If there is any practical advice I can offer to anybody stupid enough to try this, I'd say don't wear your pajamas ever. Sleep in normal clothes so you can always claim, if found, that you were just working late laying on the couch and fell asleep. You may want to print out a research paper and highlight portions of it, then leave the highlighter and some assorted pages of it right next to your couch as you fall asleep. Make sure whatever you write on your boxes is deadly boring so nobody wants to open them. Wake up earlier than anybody would arrive every day to tidy your space and remove traces of your presence. If you ever do oversleep and somebody comes in and wakes you, you should consider pretending to go home. Take a small bag (which you should always have packed with a spare set of clothes etc) and go to the nearest place with a bathroom that isn't your work. Clean yourself up and change your clothes, then waste about 30 minutes and go back.
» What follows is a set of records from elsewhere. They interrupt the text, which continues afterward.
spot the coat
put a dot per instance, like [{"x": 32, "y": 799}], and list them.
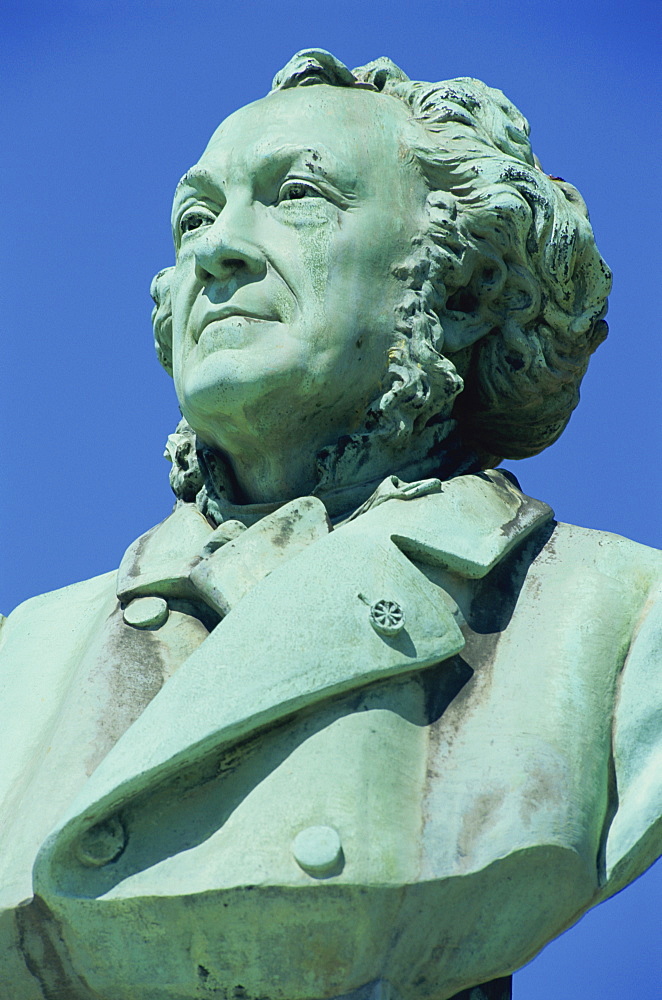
[{"x": 412, "y": 749}]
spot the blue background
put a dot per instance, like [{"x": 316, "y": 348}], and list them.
[{"x": 104, "y": 104}]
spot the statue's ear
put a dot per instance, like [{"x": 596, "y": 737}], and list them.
[{"x": 162, "y": 317}]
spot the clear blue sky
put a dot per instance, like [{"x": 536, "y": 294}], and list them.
[{"x": 105, "y": 103}]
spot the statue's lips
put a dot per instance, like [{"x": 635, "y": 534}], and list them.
[{"x": 216, "y": 327}]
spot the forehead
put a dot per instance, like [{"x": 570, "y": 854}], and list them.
[{"x": 351, "y": 133}]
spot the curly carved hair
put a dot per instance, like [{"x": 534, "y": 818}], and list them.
[{"x": 506, "y": 280}]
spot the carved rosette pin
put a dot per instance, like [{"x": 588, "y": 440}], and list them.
[{"x": 387, "y": 617}]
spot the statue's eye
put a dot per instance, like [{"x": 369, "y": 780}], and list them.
[
  {"x": 194, "y": 219},
  {"x": 295, "y": 190}
]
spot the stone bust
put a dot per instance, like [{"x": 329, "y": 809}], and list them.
[{"x": 359, "y": 719}]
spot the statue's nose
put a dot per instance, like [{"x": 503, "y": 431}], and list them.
[{"x": 223, "y": 252}]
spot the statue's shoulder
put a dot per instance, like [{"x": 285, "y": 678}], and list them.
[
  {"x": 607, "y": 553},
  {"x": 56, "y": 616}
]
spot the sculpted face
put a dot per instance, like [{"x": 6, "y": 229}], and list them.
[{"x": 282, "y": 295}]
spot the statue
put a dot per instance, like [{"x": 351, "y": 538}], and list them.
[{"x": 359, "y": 719}]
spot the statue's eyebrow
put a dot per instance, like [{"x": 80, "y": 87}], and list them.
[{"x": 198, "y": 179}]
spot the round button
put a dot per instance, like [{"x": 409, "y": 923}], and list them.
[
  {"x": 318, "y": 851},
  {"x": 102, "y": 843},
  {"x": 146, "y": 612},
  {"x": 387, "y": 617}
]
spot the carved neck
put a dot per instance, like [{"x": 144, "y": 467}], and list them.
[{"x": 347, "y": 472}]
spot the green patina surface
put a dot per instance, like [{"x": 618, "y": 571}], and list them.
[{"x": 359, "y": 720}]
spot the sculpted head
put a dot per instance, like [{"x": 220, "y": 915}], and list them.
[{"x": 377, "y": 258}]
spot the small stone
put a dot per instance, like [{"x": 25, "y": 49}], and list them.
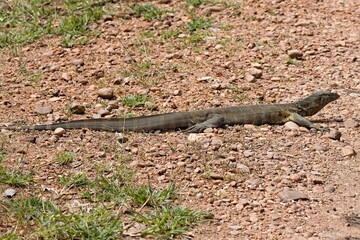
[
  {"x": 43, "y": 110},
  {"x": 10, "y": 192},
  {"x": 103, "y": 112},
  {"x": 216, "y": 176},
  {"x": 243, "y": 168},
  {"x": 253, "y": 183},
  {"x": 253, "y": 217},
  {"x": 329, "y": 188},
  {"x": 150, "y": 105},
  {"x": 120, "y": 137},
  {"x": 348, "y": 151},
  {"x": 291, "y": 125},
  {"x": 77, "y": 108},
  {"x": 78, "y": 62},
  {"x": 351, "y": 123},
  {"x": 250, "y": 78},
  {"x": 288, "y": 195},
  {"x": 295, "y": 53},
  {"x": 248, "y": 153},
  {"x": 66, "y": 76},
  {"x": 334, "y": 134},
  {"x": 59, "y": 131},
  {"x": 106, "y": 93},
  {"x": 193, "y": 137},
  {"x": 256, "y": 73}
]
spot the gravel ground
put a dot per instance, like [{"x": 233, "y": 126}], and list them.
[{"x": 260, "y": 182}]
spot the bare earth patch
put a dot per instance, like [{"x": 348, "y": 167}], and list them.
[{"x": 259, "y": 182}]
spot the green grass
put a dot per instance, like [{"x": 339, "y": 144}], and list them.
[
  {"x": 199, "y": 24},
  {"x": 169, "y": 221},
  {"x": 98, "y": 223},
  {"x": 291, "y": 61},
  {"x": 16, "y": 177},
  {"x": 78, "y": 180},
  {"x": 65, "y": 158},
  {"x": 133, "y": 101},
  {"x": 23, "y": 22},
  {"x": 30, "y": 208},
  {"x": 146, "y": 195},
  {"x": 148, "y": 11}
]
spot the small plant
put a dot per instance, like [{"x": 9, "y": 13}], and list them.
[
  {"x": 195, "y": 3},
  {"x": 15, "y": 178},
  {"x": 65, "y": 158},
  {"x": 170, "y": 221},
  {"x": 30, "y": 208},
  {"x": 148, "y": 11},
  {"x": 78, "y": 180},
  {"x": 147, "y": 195},
  {"x": 133, "y": 101},
  {"x": 199, "y": 23},
  {"x": 98, "y": 223}
]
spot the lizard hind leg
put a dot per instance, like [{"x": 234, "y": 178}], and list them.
[{"x": 212, "y": 121}]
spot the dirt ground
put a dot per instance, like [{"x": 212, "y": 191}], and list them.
[{"x": 240, "y": 173}]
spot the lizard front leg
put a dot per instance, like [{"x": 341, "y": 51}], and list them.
[
  {"x": 212, "y": 121},
  {"x": 301, "y": 121}
]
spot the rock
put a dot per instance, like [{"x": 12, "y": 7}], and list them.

I'm a little frightened by not entirely knowing what road has led me here, aside from turning down military jobs, which we all know will always be funded. People think the feds always have money, but its always about what project you're assigned to really. If the funding stops to your project and your boss is too proud to disband the project and transfer you...well sometimes the paychecks stop coming. Thankfully mine are still only "delayed" although some days I'm not sure what difference it makes in the end. I've been hunting for a new job pretty hard for about a month. I'm very hopeful about some things coming through soon. Still, I would like to derive how I got here so I can make sure to not go here again.

Thank you to Violent Acres for this post, because honestly, prior to reading that I didn't quite have the balls to think like this. I didn't know stuff like this could be pulled off. Even now, I still find it amazing and hard to believe how people can live like this with nobody knowing, right on top of their workplace illusions. I wonder how many empty offices every night aren't empty at all. I wonder how many people there are who are just like me, living completely unseen in plain sight.